Ayoka blinked at the empty space. "Rude."

"You're drunk," Nic said, folding her arms as she watched Ayoka sway a little too far to the left.

"I'm resting," Ayoka replied, lifting her chin with mock dignity.

"Same thing," Nic muttered, stepping forward across the room.

Ayoka grinned, loose-limbed and amused, and reached out to swat the side of Nic's hip with the back of her hand — a lazy, playful hit. "Don't sass me. I've got chains and nothing to lose."

Nic snorted, unbothered. "You swing like someone who's about to fall asleep on the floor."

"Then be a good guest," Ayoka said, wobbling slightly, "and help me not faceplant."

"I swear, you're more trouble than the gods," Nic sighed, crouching down beside her. "Come on.
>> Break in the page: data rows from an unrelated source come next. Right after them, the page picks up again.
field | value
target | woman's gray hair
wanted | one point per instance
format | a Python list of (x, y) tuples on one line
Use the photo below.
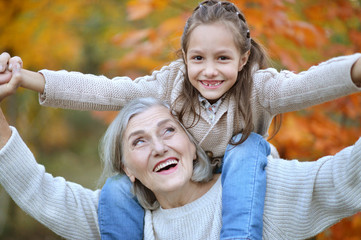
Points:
[(111, 151)]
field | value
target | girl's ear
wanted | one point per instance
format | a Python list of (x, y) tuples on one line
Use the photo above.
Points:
[(244, 59), (184, 56), (129, 174)]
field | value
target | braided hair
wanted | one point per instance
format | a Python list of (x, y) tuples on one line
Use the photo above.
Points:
[(226, 13)]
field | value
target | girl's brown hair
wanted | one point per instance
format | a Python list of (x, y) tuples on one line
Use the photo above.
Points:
[(209, 12)]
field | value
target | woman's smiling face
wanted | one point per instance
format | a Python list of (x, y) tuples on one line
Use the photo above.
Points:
[(157, 151)]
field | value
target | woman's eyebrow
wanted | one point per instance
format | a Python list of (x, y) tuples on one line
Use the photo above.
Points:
[(135, 133), (160, 123)]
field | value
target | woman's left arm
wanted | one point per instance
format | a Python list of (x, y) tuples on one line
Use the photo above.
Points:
[(304, 198)]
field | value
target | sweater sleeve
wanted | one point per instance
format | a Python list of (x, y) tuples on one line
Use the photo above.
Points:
[(304, 198), (285, 91), (78, 91), (66, 208)]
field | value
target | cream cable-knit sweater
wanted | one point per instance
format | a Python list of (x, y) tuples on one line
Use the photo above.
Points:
[(273, 93), (302, 199)]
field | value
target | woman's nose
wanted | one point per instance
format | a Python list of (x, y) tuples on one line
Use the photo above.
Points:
[(159, 148)]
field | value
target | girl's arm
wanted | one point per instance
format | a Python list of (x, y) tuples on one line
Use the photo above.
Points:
[(66, 208), (285, 91), (304, 198)]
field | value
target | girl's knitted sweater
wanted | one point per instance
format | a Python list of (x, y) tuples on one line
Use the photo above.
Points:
[(302, 198), (273, 93)]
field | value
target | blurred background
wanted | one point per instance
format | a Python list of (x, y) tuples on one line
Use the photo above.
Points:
[(135, 37)]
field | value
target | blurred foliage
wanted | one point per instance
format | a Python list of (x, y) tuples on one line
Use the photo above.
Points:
[(133, 38)]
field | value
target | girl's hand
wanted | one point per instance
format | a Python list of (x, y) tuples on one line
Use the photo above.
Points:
[(5, 131), (7, 65), (10, 78), (356, 73)]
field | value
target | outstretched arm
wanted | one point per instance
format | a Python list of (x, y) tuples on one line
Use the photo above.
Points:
[(66, 208)]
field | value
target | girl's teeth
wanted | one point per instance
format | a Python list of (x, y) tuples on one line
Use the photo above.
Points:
[(211, 85)]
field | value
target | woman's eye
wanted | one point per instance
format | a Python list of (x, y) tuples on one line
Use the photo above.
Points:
[(137, 142), (198, 58), (169, 130)]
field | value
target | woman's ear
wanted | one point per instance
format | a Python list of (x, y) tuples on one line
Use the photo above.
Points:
[(244, 59), (129, 174)]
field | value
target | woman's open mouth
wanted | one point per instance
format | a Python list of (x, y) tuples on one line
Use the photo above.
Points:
[(166, 165)]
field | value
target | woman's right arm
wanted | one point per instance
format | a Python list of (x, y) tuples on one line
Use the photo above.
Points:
[(78, 91), (66, 208)]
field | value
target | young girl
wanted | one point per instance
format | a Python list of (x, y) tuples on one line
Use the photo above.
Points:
[(220, 87)]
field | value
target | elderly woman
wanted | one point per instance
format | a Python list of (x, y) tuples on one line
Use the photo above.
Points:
[(172, 179)]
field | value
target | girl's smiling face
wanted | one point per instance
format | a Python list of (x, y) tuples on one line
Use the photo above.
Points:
[(213, 60), (157, 151)]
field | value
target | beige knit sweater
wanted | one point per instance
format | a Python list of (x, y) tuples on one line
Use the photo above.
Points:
[(273, 93), (302, 198)]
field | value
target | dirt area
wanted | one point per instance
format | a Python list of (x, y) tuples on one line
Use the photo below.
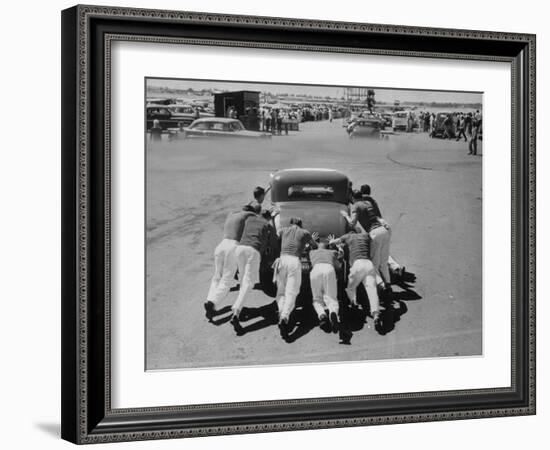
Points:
[(429, 190)]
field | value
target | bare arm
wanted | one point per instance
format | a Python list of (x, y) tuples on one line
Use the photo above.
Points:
[(313, 240), (351, 219)]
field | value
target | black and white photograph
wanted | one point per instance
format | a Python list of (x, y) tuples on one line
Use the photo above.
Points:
[(294, 224)]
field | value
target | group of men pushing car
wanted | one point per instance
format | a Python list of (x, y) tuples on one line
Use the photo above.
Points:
[(247, 233)]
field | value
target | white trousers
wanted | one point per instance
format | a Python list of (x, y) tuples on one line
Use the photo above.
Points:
[(248, 262), (225, 266), (393, 264), (289, 281), (363, 271), (380, 251), (324, 289)]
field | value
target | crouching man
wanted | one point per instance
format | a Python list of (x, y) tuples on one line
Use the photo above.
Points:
[(254, 240), (288, 269), (225, 260), (324, 286), (362, 270)]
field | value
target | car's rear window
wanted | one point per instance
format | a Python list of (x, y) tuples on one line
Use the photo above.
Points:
[(310, 192)]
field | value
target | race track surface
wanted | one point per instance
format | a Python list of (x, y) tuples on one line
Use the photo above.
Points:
[(429, 190)]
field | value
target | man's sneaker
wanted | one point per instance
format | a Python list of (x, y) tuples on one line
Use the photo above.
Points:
[(377, 320), (283, 328), (334, 322), (236, 325), (210, 309), (401, 272), (324, 324)]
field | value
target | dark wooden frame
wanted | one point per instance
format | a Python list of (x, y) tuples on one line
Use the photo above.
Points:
[(87, 32)]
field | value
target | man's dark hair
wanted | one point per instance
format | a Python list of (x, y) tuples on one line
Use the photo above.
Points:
[(252, 208), (258, 192), (296, 221), (365, 189)]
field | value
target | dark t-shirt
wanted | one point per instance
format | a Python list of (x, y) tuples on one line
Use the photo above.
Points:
[(255, 233), (368, 198), (324, 256), (366, 215), (358, 245), (294, 240), (234, 224)]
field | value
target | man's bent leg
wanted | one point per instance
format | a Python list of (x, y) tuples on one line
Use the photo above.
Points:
[(218, 268)]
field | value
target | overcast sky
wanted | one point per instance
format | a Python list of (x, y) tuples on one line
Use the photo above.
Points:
[(382, 95)]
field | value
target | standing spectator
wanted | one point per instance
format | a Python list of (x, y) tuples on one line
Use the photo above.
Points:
[(274, 114), (473, 138), (447, 125), (468, 124), (267, 121), (460, 132), (280, 122)]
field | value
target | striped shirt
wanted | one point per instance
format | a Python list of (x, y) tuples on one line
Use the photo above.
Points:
[(255, 233), (324, 256), (366, 215), (234, 224), (294, 240)]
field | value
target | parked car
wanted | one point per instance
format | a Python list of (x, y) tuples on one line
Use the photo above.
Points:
[(186, 114), (399, 120), (161, 113), (366, 127), (438, 126), (220, 127)]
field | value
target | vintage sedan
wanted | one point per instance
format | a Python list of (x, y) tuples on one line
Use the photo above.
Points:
[(317, 196), (211, 127), (400, 120), (366, 127)]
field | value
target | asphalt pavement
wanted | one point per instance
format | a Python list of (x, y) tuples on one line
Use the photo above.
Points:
[(429, 190)]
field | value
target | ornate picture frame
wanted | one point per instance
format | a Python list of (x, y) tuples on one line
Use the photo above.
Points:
[(87, 35)]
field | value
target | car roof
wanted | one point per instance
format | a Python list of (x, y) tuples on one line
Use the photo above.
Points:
[(309, 175), (216, 119)]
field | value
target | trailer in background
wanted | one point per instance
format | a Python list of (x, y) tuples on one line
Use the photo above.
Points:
[(246, 105)]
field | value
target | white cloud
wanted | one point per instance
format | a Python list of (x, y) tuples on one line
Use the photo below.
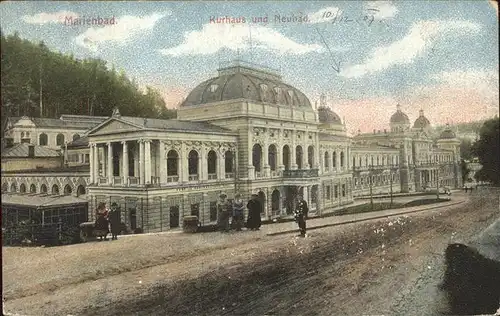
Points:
[(124, 30), (484, 82), (213, 37), (414, 45), (43, 18), (320, 15), (381, 10)]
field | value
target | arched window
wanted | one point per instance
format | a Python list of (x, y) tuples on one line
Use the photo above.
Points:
[(310, 156), (55, 190), (43, 139), (298, 156), (172, 163), (60, 139), (286, 157), (272, 157), (257, 157), (80, 190), (212, 164), (193, 165), (67, 189), (229, 162)]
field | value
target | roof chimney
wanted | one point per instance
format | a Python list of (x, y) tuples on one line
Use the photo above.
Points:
[(31, 151)]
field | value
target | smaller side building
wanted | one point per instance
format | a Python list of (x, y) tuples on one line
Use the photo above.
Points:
[(25, 156)]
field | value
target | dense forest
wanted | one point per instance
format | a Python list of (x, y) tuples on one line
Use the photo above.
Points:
[(32, 75)]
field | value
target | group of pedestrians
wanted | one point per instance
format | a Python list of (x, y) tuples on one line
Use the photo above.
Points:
[(235, 212), (108, 221)]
Get up."

She offered her hand. Ayoka took it. Her balance tipped as she rose, the weight of her chains dragging behind her like a second spine. She leaned into Nic's grip — not helpless, just tired in the way drunk girls got when they trusted someone for five minutes longer than they meant to.

Nic guided her across the room toward the bed, careful to keep the iron from tangling.

"Slow down," Nic warned as Ayoka's foot caught on one of the longer loops. "You fall, I leave you there out of principle."

"Wouldn't be the first time I woke up on stone," Ayoka muttered.

Nic gave a short huff — maybe a laugh — and pulled back the coverlet. She helped Ayoka sit, then gave her a firm but not unkind push on the shoulder.

"Lie down before I change my mind and let the walls eat you."

Ayoka flopped back, grinning up at the ceiling. "I like you."

"You shouldn't," Nic said, brushing one of Ayoka's curls back from her face. "I'm not staying."

She stepped away and dusted off her coat just as the portal behind her opened with a soft, reluctant sigh — like even the shadows weren't ready to let her go.

At the threshold, Nic turned and glanced back.

"See you next time."

Ayoka lifted her hand in a lazy thumbs-up. "Bring snacks."

Nic grinned. "Bring fire."

And just like that, she was gone.

Ayoka stayed where she was, her body warm, her mind fogged with liquor, the iron wrapped soft around her wrists like memory. The chains were still there. So was the lock. So was the room.

But for once…

she didn't feel like the only storm in it.